Hiervon ist auch für die vorliegende Fallkonstellation auszugehen. Die Beklagte hat in diesem Zusammenhang wiederholt und zu Recht darauf verwiesen, dass die Vereinbarung vom 23.09.2011 ausdrücklich auf die zwischen BZA und DGB-Tarifgemeinschaft abgeschlossenen Tarifverträge verweist. Danach ist eindeutig, welcher Tarifvertrag in welcher Fassung vom Arbeitsvertrag in Bezug genommen wird und dass deshalb auch die Ausschlussfrist des § 16 MTV auf das Arbeitsverhältnis der Parteien einwirkt.


1.4 Die Ausschlussklausel des § 16 MTV umfasst auch Ansprüche, die vor der Inbezugnahme und damit vor dem 01.10.2011 entstanden sind. Das Arbeitsgericht hat in diesem Zusammenhang eine umfassende Auslegung des § 16 MTV vorgenommen, auf die zur Vermeidung von Wiederholungen hier ausdrücklich Bezug genommen wird. Schon aus dem Wortlaut des § 16 MTV folgt, dass Ansprüche aus dem Arbeitsverhältnis uneingeschränkt der rechtzeitigen Geltendmachung unterliegen sollen. Auch der Sinn und Zweck, für beide Seiten Rechtsicherheit und Klarheit zu schaffen, unterstützt das vom Arbeitsgericht gefundene Ergebnis, wonach von § 16 MTV auch Ansprüche umfasst werden, die vor dem 01.10.2011 entstanden sind (so im Übrigen auch: LAG Düsseldorf 08.12.2011 a. a. O.).

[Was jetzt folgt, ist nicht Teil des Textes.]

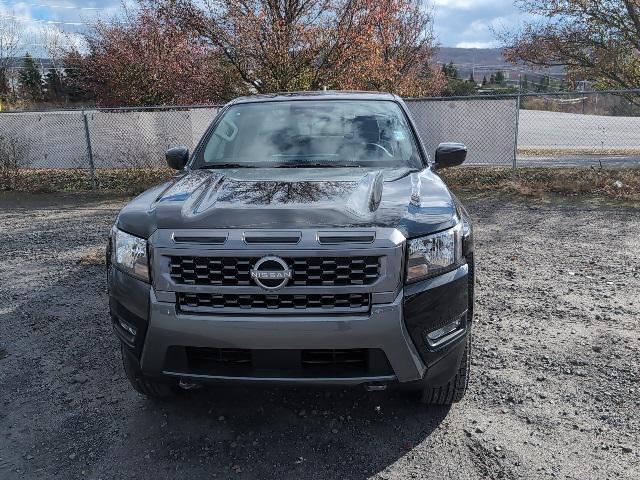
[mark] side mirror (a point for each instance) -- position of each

1.5 Da der Kläger erst mit seiner Klageerweiterung, die der Beklagten am 16.12.2011 zugestellt wurde, die hier streitigen Ansprüche geltend gemacht hat, sind sie gemäß § 16 MTV bis einschließlich August 2011 verfallen. Selbst wenn man nämlich zugunsten des Klägers davon ausgeht, dass die zweimonatige Verfallfrist mit der Überweisung seiner Augustvergütung am 19.09.2011 zu laufen begann, erweist sich seine Geltendmachung am 16.12.2011 als verspätet.

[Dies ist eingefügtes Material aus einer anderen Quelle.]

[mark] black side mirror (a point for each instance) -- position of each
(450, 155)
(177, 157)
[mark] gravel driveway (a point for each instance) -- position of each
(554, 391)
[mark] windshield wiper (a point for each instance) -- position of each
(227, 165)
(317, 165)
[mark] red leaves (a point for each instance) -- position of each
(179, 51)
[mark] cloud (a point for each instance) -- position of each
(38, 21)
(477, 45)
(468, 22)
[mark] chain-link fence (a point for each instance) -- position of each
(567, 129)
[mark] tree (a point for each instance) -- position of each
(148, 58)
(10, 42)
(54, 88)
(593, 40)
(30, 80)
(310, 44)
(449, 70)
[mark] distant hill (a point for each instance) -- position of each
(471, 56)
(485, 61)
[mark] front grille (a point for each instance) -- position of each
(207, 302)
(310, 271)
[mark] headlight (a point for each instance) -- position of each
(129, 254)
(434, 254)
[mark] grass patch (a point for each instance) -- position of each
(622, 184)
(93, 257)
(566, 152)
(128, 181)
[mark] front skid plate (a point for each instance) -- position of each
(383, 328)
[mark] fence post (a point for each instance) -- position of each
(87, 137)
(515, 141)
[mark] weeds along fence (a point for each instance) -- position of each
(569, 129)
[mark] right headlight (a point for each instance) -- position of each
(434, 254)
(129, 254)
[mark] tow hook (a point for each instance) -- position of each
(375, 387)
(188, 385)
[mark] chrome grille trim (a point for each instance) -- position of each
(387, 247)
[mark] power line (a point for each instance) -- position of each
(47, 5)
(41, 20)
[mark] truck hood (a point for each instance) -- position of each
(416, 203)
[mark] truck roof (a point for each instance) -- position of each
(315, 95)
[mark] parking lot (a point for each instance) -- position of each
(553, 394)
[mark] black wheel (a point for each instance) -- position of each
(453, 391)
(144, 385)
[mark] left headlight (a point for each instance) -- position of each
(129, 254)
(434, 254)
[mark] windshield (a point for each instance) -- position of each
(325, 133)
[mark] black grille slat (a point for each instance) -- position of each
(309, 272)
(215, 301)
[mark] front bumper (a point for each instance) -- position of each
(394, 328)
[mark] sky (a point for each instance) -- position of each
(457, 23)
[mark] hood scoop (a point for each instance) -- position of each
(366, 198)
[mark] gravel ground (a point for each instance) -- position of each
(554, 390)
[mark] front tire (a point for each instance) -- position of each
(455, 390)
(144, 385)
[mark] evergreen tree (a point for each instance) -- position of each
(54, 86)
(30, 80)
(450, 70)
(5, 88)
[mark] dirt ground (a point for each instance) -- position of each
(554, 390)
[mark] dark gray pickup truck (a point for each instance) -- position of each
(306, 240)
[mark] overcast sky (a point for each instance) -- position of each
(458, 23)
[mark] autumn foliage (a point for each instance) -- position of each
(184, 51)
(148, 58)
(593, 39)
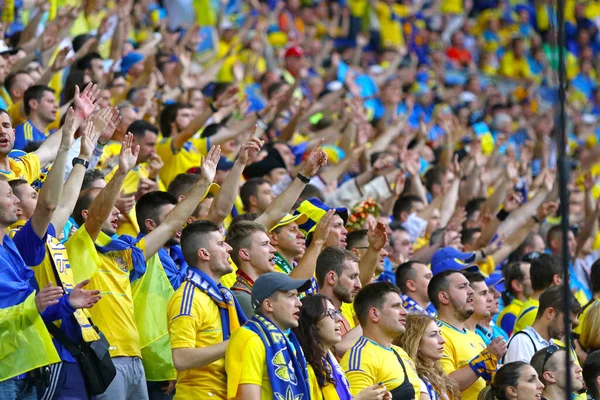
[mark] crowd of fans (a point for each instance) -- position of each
(297, 199)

2. Der Kläger hat einen Anspruch auf Nachzahlung der Vergütung eines vergleichbaren Arbeitnehmers im Sinne von § 10 Abs. 4 AÜG für den Monat September 2011 in der aus dem Tenor ersichtlichen Höhe.

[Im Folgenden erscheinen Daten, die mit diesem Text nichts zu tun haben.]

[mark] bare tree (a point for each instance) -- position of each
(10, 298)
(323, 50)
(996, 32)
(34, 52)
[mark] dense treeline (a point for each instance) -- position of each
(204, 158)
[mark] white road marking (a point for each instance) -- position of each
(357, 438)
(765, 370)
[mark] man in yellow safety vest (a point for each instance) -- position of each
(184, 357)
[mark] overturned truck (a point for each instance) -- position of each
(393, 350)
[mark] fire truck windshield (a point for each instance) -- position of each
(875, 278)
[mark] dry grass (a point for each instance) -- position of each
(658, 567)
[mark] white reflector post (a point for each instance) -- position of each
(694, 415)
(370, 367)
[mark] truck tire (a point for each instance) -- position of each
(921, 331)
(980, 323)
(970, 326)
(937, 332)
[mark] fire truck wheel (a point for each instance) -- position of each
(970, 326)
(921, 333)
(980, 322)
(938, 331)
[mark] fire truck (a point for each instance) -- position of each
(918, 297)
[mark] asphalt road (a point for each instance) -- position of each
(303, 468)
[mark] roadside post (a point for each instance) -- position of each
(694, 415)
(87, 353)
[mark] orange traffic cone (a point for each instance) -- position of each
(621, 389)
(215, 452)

2.1 Nach den Hinweisen des Arbeitsgerichts im erstinstanzlichen Urteil hat der Kläger unter Überreichung einer Auskunft der Entleiherin substantiiert vorgetragen und unter Beweis gestellt, dass er bei der Entleiherin Tätigkeiten ausgeführt hat, für die ein vergleichbarer Arbeitnehmer einen Bruttostundenlohn von 13,89 € bzw. 14.46 € erhalten hat.


2.2 Dem ist die Beklagte nicht mehr rechtserheblich entgegengetreten. Macht ein Arbeitnehmer Ansprüche aus „equal-pay" geltend, kann der Arbeitgeber das Vorbringen des Arbeitnehmers zu den Arbeitsbedingungen vergleichbarer Arbeitnehmer des Entleihers nicht zulässig mit Nichtwissen bestreiten (LAG Düsseldorf 21.06.2012 - a. a. O.).


Die Beklagte hat sich im zweiten Rechtszug damit begnügt, die Verspätung des Sachvortrags zu rügen. Dies reicht nicht aus, den nun schlüssigen Sachvortrag des Klägers zu Fall zu bringen. Im Übrigen konnte der Sachvortrag des Klägers schon deshalb nicht als verspätet zurückgewiesen werden, weil er neue Angriffsmittel in der Berufungsbegründung vorgebracht hat, § 67 Abs. 4 Satz 1 ArbGG.


2.3 Der Anspruch des Klägers auf Vergütungsnachzahlung für den Monat September 2011 ist nicht verfallen.


Nach § 4 Ziffer 3 des Arbeitsvertrages vom 11.03.2010 war die Vergütung spätestens bis zum 20. des Folgemonats fällig, also für den Monat September 2011 am 20.10.2011. Die Geltendmachung seiner Vergütungsansprüche in dem am 16.12.2012 zugestellten Schriftsatz war deshalb rechtzeitig.


3. Soweit der Kläger Ansprüche ab Oktober 2011 geltend macht, sind diese nicht begründet.


Auf das Arbeitsverhältnis der Parteien finden nämlich kraft einzelvertraglicher Bezugnahme ab dem 01.10.2011 die mehrfach angesprochenen Tarifverträge der BZA/DGB-Tarifgemeinschaft Anwendung.


Die damit auch in Bezug genommenen Entgeltrahmen - bzw. Entgelttarifverträge stellen eine abweichende tarifliche Regelung im Sinne des § 9 Nr. 2 AÜG dar und schließen für die Zeit ab 01.10.2011 equal-pay-Ansprüche aus.


Die Kostenentscheidung beruht auf §§ 91, 92, 97 ZPO.


Die erkennende Kammer hat die Revision für den Kläger zugelassen, weil sie das Vorliegen einer entscheidungserheblichen Rechtsfrage von grundsätzlicher Bedeutung bejaht hat, § 72 Abs. 2 Ziffer 1 ArbGG.